25.08.2021 – 09.30 – Salvare quel fragile mondo di scienziati formatasi in questi decenni nella capitale Kabul, garantendo un passaggio ai (pochi) ricercatori e professori afghani. È quanto si propone una lettera firmata da oltre 350 ricercatori d’ogni parte d’Italia che ricorda la necessità di preservare quell’embrione di istruzione e università sopravvissuto all’occupazione militare e agli attentati degli ultimi decenni.
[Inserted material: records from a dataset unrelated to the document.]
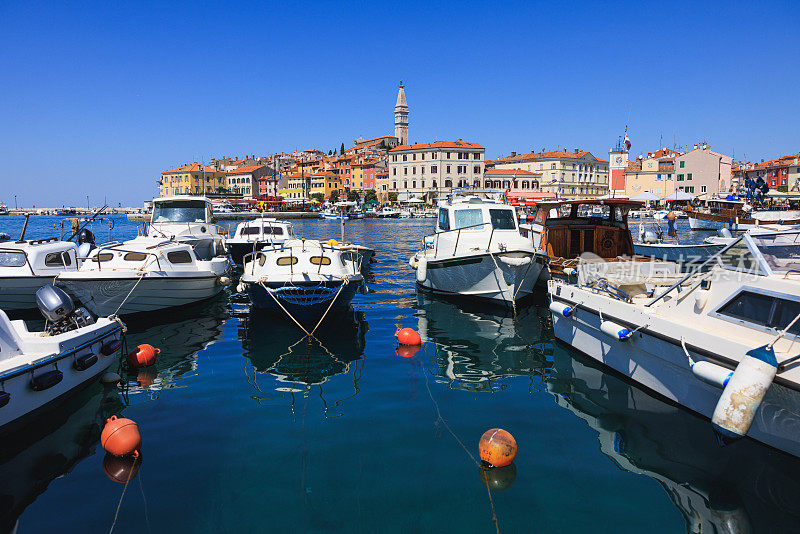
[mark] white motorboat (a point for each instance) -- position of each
(188, 219)
(478, 252)
(257, 234)
(39, 369)
(25, 266)
(144, 274)
(719, 341)
(302, 277)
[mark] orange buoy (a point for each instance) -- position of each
(498, 478)
(407, 351)
(143, 356)
(408, 336)
(121, 436)
(497, 447)
(121, 468)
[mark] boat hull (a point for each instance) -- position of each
(677, 253)
(660, 365)
(19, 293)
(484, 277)
(25, 402)
(305, 314)
(104, 296)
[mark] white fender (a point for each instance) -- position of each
(616, 331)
(711, 373)
(737, 406)
(561, 309)
(422, 269)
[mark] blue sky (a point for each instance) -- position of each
(99, 99)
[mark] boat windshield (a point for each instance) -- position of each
(781, 251)
(179, 211)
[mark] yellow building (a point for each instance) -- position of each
(194, 179)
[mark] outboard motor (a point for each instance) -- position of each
(60, 311)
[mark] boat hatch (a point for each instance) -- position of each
(180, 211)
(761, 309)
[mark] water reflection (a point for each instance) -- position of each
(476, 348)
(180, 333)
(49, 447)
(739, 488)
(277, 348)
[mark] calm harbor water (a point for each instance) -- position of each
(249, 427)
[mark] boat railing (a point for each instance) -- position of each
(458, 237)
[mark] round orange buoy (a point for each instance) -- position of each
(498, 478)
(407, 351)
(143, 356)
(121, 468)
(121, 436)
(408, 336)
(497, 447)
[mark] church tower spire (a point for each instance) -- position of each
(401, 116)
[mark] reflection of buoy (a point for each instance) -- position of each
(407, 351)
(408, 336)
(121, 436)
(498, 478)
(497, 447)
(110, 378)
(146, 377)
(121, 468)
(143, 356)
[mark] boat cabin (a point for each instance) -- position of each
(568, 228)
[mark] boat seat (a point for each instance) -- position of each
(10, 341)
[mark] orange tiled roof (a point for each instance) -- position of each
(438, 144)
(246, 170)
(194, 167)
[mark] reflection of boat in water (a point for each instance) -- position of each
(49, 447)
(274, 347)
(180, 335)
(746, 487)
(475, 348)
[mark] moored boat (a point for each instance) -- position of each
(39, 369)
(478, 252)
(717, 341)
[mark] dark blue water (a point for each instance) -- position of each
(249, 427)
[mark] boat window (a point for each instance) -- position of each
(502, 219)
(444, 221)
(134, 256)
(12, 259)
(739, 257)
(780, 251)
(103, 256)
(179, 211)
(764, 310)
(470, 217)
(287, 260)
(179, 256)
(57, 259)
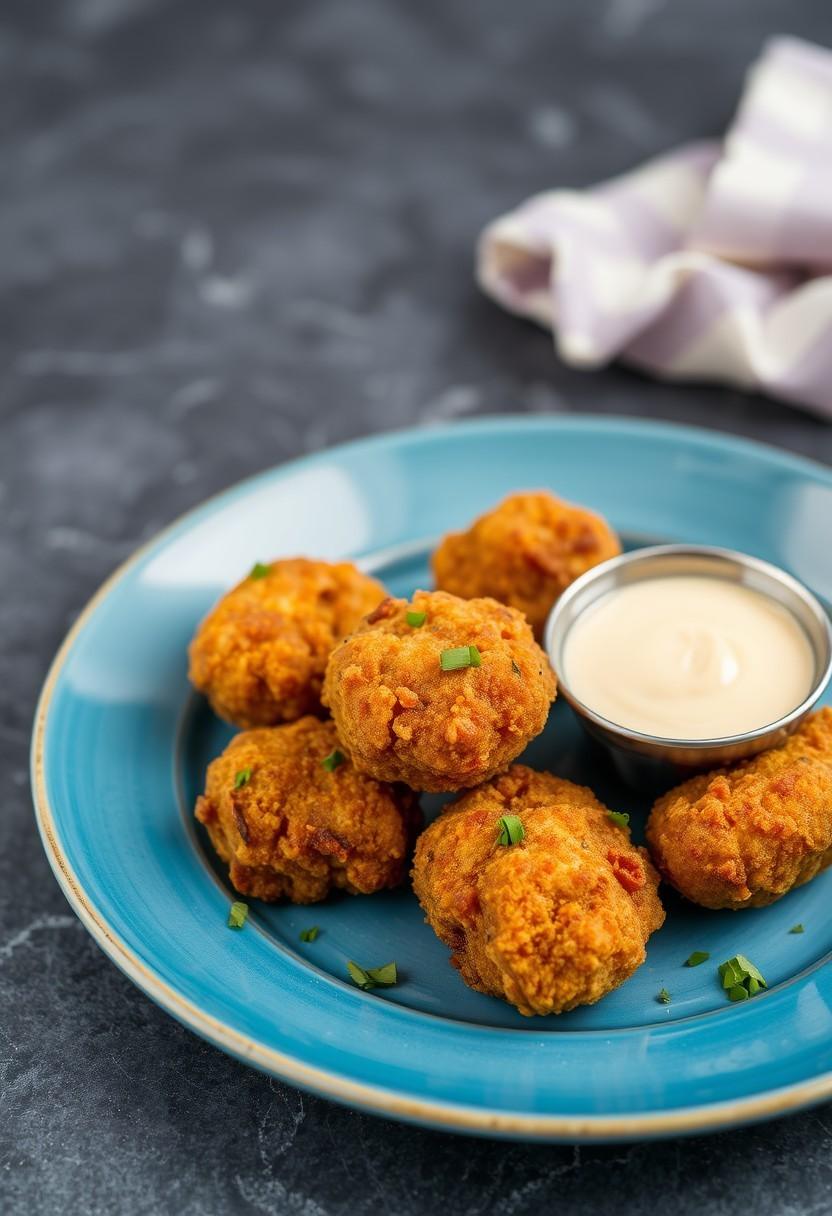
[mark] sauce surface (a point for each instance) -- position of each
(687, 657)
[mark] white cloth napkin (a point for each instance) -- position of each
(710, 263)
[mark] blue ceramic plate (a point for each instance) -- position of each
(121, 748)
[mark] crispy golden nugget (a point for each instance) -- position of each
(290, 828)
(524, 553)
(403, 718)
(552, 922)
(742, 837)
(260, 653)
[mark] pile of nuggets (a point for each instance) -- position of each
(352, 702)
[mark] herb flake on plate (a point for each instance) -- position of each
(237, 915)
(367, 978)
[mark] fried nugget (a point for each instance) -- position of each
(403, 718)
(552, 922)
(524, 553)
(260, 653)
(291, 828)
(743, 837)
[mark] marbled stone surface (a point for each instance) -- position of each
(231, 234)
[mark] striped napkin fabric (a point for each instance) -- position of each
(713, 263)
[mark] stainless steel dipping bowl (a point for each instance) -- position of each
(650, 761)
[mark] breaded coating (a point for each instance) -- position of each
(552, 922)
(742, 837)
(403, 718)
(291, 829)
(260, 653)
(524, 553)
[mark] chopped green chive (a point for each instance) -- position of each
(511, 829)
(740, 978)
(332, 761)
(372, 977)
(460, 657)
(237, 915)
(620, 818)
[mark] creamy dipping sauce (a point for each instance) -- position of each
(687, 657)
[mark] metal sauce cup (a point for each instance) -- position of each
(648, 761)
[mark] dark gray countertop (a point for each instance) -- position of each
(231, 234)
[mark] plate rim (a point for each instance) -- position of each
(376, 1099)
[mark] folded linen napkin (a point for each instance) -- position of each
(710, 263)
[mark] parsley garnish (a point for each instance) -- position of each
(740, 978)
(372, 977)
(619, 817)
(697, 958)
(460, 657)
(511, 829)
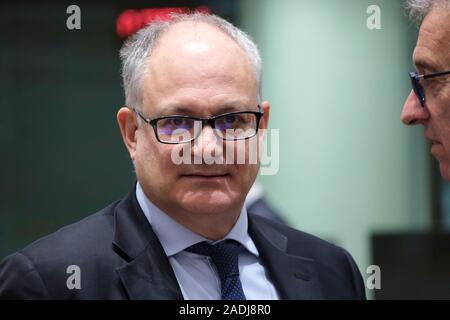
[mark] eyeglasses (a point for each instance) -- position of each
(417, 87)
(183, 129)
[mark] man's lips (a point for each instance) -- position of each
(206, 175)
(432, 140)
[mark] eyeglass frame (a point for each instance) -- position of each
(209, 121)
(417, 87)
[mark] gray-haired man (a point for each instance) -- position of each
(192, 87)
(428, 103)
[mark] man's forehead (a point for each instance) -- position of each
(432, 51)
(188, 32)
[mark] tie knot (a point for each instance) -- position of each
(223, 254)
(225, 257)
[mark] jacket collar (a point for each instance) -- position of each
(294, 276)
(147, 273)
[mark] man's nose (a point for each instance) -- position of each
(413, 113)
(207, 142)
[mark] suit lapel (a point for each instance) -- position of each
(147, 273)
(295, 277)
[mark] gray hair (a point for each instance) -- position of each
(418, 9)
(136, 51)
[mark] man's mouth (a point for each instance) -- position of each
(206, 175)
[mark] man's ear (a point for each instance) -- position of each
(264, 122)
(128, 126)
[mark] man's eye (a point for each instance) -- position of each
(230, 119)
(178, 122)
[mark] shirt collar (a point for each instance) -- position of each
(165, 227)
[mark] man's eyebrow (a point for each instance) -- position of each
(225, 108)
(422, 65)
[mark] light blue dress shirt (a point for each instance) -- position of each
(196, 274)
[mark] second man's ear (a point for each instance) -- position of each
(127, 121)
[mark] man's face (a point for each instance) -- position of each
(198, 71)
(432, 54)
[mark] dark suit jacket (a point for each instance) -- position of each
(120, 257)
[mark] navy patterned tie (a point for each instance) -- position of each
(225, 257)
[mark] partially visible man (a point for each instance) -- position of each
(428, 103)
(192, 89)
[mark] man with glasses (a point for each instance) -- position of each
(192, 89)
(428, 103)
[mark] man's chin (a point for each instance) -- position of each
(445, 170)
(208, 202)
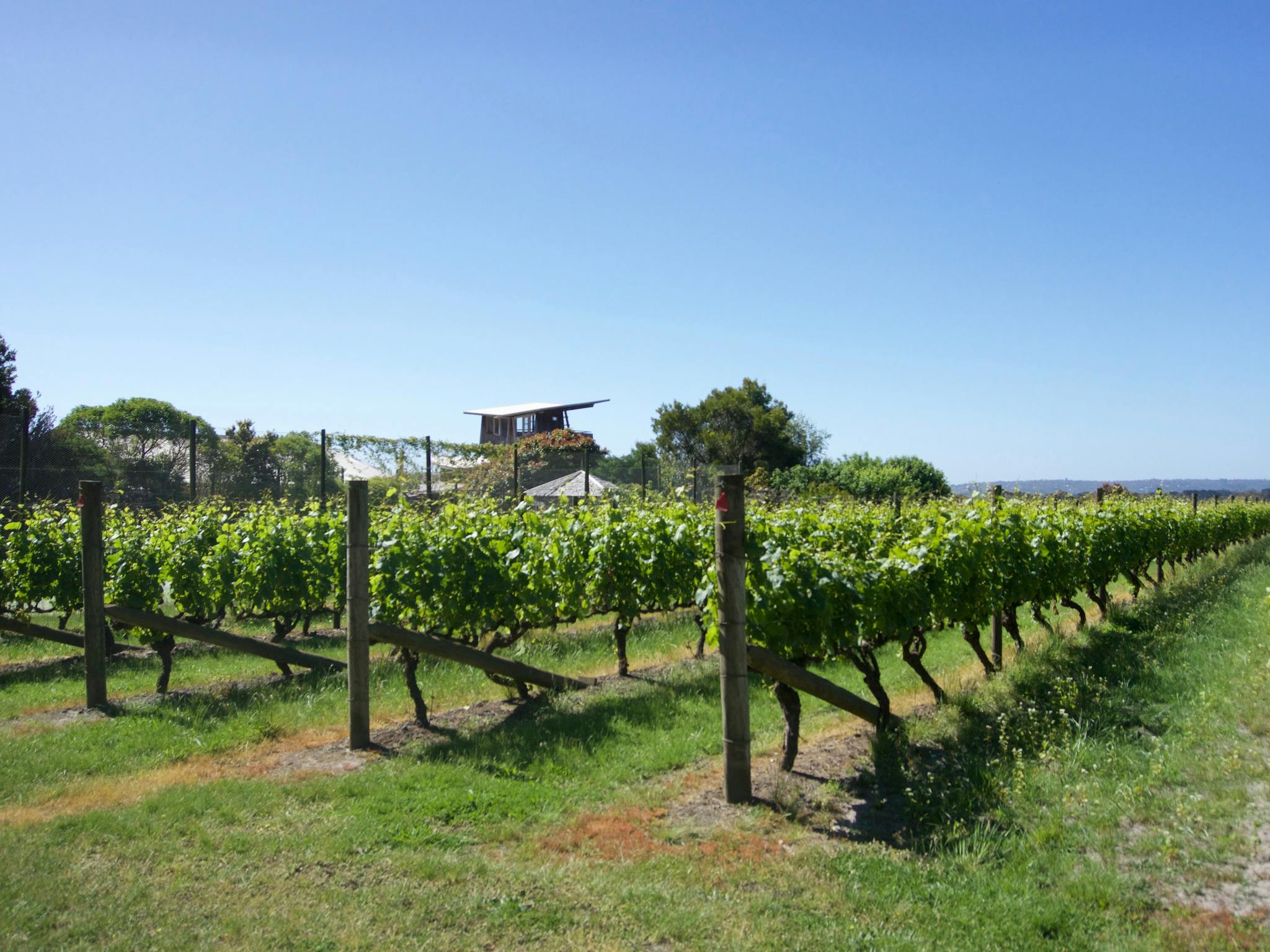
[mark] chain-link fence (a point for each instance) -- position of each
(148, 467)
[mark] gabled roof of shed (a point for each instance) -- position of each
(523, 409)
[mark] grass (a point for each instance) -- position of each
(1055, 808)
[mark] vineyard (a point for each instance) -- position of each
(837, 583)
(215, 800)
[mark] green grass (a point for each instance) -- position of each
(1046, 810)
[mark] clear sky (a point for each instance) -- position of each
(1021, 239)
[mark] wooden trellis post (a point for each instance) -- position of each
(1103, 589)
(94, 596)
(733, 666)
(193, 461)
(322, 471)
(23, 451)
(358, 617)
(996, 616)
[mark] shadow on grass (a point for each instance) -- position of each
(940, 796)
(539, 730)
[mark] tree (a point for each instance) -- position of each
(56, 457)
(12, 402)
(865, 477)
(626, 467)
(299, 461)
(148, 441)
(540, 457)
(246, 464)
(742, 426)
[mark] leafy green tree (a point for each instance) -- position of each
(742, 426)
(865, 477)
(246, 464)
(299, 461)
(626, 467)
(58, 457)
(148, 442)
(11, 400)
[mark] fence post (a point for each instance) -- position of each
(996, 616)
(23, 451)
(358, 617)
(193, 461)
(733, 668)
(1103, 589)
(322, 471)
(94, 597)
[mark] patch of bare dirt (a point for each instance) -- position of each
(70, 716)
(833, 791)
(1241, 886)
(52, 720)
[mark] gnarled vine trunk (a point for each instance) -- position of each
(1010, 621)
(1076, 607)
(1095, 598)
(970, 633)
(1041, 619)
(866, 663)
(701, 637)
(163, 648)
(912, 651)
(791, 708)
(620, 644)
(409, 660)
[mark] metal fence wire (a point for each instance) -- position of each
(40, 461)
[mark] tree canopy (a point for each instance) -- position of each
(865, 477)
(742, 426)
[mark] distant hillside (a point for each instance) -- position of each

La lettera è rivolta al Consiglio Nazionale della Ricerca (CNR).
Correva il 2017, quattro anni addietro, quando l’Università degli studi di Trieste propose tra le proprie pubblicazioni il volume “Sicurezza Accessibile. La sicurezza sul lavoro dei ricercatori in zone a rischio geopolitico. Cos’è la normalità tra intelligence e terrorismo?“. Un volume a metà tra geopolitica, breviario di viaggio e dissertazione scientifica, volto a indagare il ruolo del ricercatore nelle nazioni dove la ricerca o non c’è o non è consentita.
Il volume traeva spunto dal trauma allora fresco della vicenda di Giulio Regeni, ma si inseriva al contempo anche in un trend di lunga durata delle istituzioni scientifiche triestine, volto a fornire voce e opportunità agli studenti dei paesi in via di sviluppo, attraverso percorsi mirati e borse di studio. L’ICGEB, ma non solo, è sempre stata capofila in tal senso. Quest’impegno ora prosegue a livello nazionale con una lettera aperta, indirizzata alla Presidente del CNR, la professoressa Maria Chiara Carrozza, e promossa da 350 ricercatori in tutta Italia.
Con riferimento alle tragiche vicende dell’Afghanistan, si richiede specificatamente l’istituzione di “corridoi umanitari dalle Università e i centri di ricerca Afgani verso basi da cui sia possibile raggiungere ponti aerei, per offrire ospitalità nel nostro Paese, presso il nostro Ente, alle studentesse e studenti, ricercatrici e ricercatori, che vogliano completare le proprie ricerche e i propri studi“.
Il CNR, secondo i ricercatori, “è l’unico Ente di ricerca nazionale in grado di accogliere tutte le professionalità e quindi farsi promotore di ospitalità, direttamente o attraverso le numerose collaborazioni con altri Enti di ricerca e Università Italiani”.
Nella lettera si chiede inoltre di “attivare tutti gli strumenti utili alla costruzione di progetti scientifici internazionali, di cui il CNR potrà essere promotore grazie alla sua multidisciplinarietà e lunga tradizione nello studio delle culture”. L’esempio a cui guardare è il caso dell’invasione dell’Iraq, quando “il CNR è stato uno dei principali attori nella ricostruzione del museo virtuale di Bagdad dopo la guerra“. Con simili tattiche “il CNR potrebbe promuovere progetti di interesse storico, culturale e sociale per l’Afghanistan e per lo studio della condizione femminile tra le popolazioni del paese”.
Scorrendo la lista delle firme in calce alla petizione, leggibile su Change.org, colpisce però come siano apparentemente assenti gli istituti di ricerca triestini, con una presenza netta invece delle regioni centrali e meridionali.